Launching the IMF's annual report, Anne Krueger, its second-in-command, also
sounded notes of warning over the global economy and Brazil, one of the most
fragile large economies. "There are obviously downside fragilities" to the
global economic recovery, she said, adding that it could be slower than
previously thought.
German newspapers have reported leaks that the fund will reduce its global
growth forecast from 4 per cent to 3.7 per cent for next year when it
releases new projections next week.
Ms Krueger said she expected the fund's ministerial steering committee to
instruct it to draw up changes to its constitution to allow bankrupt
governments to negotiate with their debtors. "I am confident we will get the
endorsement . . . to move forward," she said.
The fund and its dominant Group of Seven shareholder governments are
pursuing a twin-track approach to sovereign bankruptcies, trying to persuade
emerging market governments to add special clauses to their bonds to aid
restructuring at the same time as working on the "sovereign chapter 11" plan
for a new judicial procedure.
The US, the IMF's largest shareholder, has shown more interest in the first
of these, but is keeping its options open on the second, regarding it as a
longer-term project and stressing the risks in putting it before Congress.

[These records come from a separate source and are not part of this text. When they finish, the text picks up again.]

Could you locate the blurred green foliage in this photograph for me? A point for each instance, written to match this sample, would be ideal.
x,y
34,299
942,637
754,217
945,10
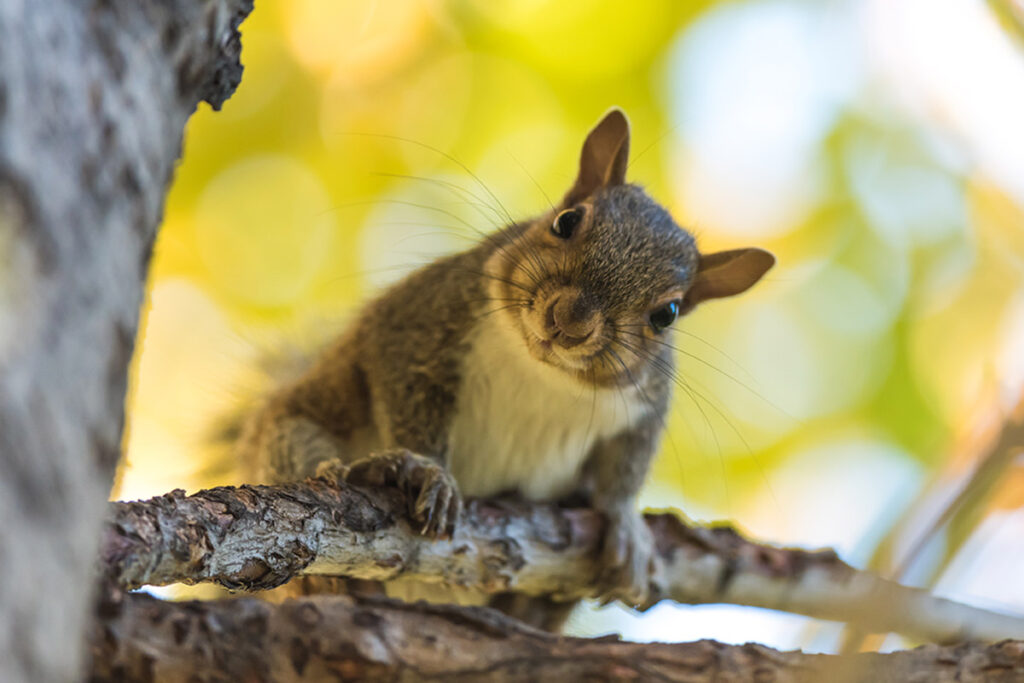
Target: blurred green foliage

On Tuesday US treasury officials said that, contrary to recent reports, this
policy stance was unchanged.
Ms Krueger said Brazil's macroeconomic situation was "clearly sustainable",
but she warned that the high interest rates on its bonds might require
policy to be tightened if they did not fall.
The IMF has authorised a $30bn rescue package for Brazil. The programme
commits Brazil to keeping its primary fiscal surplus - the government
surplus before interest payments - at 3.75 per cent at least. The IMF's
annual report showed its Brazil package helping almost to triple the
commitments made under the fund's main lending instruments to about
$50bn in
fiscal year 2002.
Ms Krueger said in Argentina, by contrast, recent actions by congress
suggested a lack of political consensus about what needed to be done.